The ECBs which are permitted with a prior approval of the government and the RBI are known as Approval route. Here the applicant is needed to submit in form ECB through designated AD bank to the chief general manager-in-charge, foreign exchange department, Reserve Bank of India, central office, external commercial borrowings division, Mumbai-400001 along with the necessary documents. Some of the eligible borrowers under Approval route are:
- The EXIM bank
- Banks and financial institutions which earlier had participated in the textile or steel sector restructuring
- Multi –state Co-operative Societies
- Developers of national manufacturing investment zones (NMIZs)
- Holding company/core investment companies(CICs)
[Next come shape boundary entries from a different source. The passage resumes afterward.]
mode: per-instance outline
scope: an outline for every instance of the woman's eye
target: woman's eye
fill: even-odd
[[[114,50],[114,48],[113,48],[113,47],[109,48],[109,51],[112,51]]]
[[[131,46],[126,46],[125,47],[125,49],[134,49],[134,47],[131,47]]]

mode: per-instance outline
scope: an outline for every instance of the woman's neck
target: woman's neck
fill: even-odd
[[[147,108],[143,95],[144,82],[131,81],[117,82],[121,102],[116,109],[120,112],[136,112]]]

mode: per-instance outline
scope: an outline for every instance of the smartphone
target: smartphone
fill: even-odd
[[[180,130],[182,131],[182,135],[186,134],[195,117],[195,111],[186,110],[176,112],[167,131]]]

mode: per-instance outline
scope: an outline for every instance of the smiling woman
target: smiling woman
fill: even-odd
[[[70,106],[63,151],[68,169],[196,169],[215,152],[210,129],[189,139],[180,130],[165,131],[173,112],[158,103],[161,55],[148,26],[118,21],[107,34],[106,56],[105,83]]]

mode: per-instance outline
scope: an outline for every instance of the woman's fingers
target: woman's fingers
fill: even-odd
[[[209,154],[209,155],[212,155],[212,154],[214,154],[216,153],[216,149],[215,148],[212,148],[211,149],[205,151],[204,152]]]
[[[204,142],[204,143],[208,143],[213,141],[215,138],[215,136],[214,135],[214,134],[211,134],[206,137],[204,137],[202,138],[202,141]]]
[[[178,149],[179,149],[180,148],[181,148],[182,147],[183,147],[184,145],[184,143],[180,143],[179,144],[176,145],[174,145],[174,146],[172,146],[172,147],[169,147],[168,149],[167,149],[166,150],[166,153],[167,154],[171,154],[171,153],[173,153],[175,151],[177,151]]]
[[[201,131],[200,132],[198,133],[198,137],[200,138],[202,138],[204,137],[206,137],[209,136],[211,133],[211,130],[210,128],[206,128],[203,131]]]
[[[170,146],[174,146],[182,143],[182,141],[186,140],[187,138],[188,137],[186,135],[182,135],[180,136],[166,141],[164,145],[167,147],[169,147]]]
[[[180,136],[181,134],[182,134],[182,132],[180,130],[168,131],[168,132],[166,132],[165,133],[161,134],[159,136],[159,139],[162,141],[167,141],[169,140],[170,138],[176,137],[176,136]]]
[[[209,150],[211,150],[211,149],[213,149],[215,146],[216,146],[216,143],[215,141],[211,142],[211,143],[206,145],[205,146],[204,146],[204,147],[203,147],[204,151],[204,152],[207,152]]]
Some of the eligible lenders under Approval route are:
- International banks, multilateral financial institutions
- Group companies.
- Indirect equity holders.
An amount more than USD 500 million can be repaid with the consideration of the RBI with the prescribed procedure. To refinance an existing ECB, a fresh ECB can be raised with a low all-in-cost only if the maturity of the fresh ECB is more than the residual maturity of the existing ECB.
Rules and Regulations
The Government of India in collaboration with the RBI has changed the norms and regulations for the issue of ECB from time to time. The new rules were announced by the RBI in November 2015.
An individual borrower is allowed to borrow $750 million. Through the approval route, the manufacturing sectors can raise an amount up to $10 billion by ECBs whereas; the infrastructure sectors can raise an amount up to $20 billion by ECBs. The duration has also been changed as the companies importing capital goods can raise ECBs for a term of 5 years. Priority has also been given to the infrastructure sectors comprising of, telecom, power, oil exploration, roads, railways, and bridges but no such norm has been created for the housing finance companies. Their different tracks have been made. Firstly; the borrowings made for three to five years fall under Track I. Secondly; the borrowings made for a maturity period of 10 years known as Track II and lastly the rupee denomination borrowings made for three to five years known as Track III.
The RBI plays a very important role in managing the matters relating the ECBs. It has set up an Empowered Committee to manage matters which fall under Approval route. The ECBs can be converted into equity shares by reporting such to the RBI fulfilling the necessary conditions prescribed in this manner. The RBI may result by regulation, prohibit, restrict or regulate the borrowings through ECBs. The RBI has also been empowered to prohibit or regulate giving of guarantee or surety in respect of any borrowing made by any resident of India from any non-resident of India. The infrastructure and SME sectors are funded mainly through the ECBs which gradually helped the growth of the infrastructure of the country.
During the past few years, it is found that the Indian companies are showing more interest in the ECBs because at times it is found that the borrowings through the ECBs are much cheaper than the available loans in the domestic market. This leads to a huge inflow of foreign capital in the Indian market. RBI through its strict guidelines and by changing the norms from time to time assures that this does not lead to increase in external debt resulting in degradation of the Indian currency.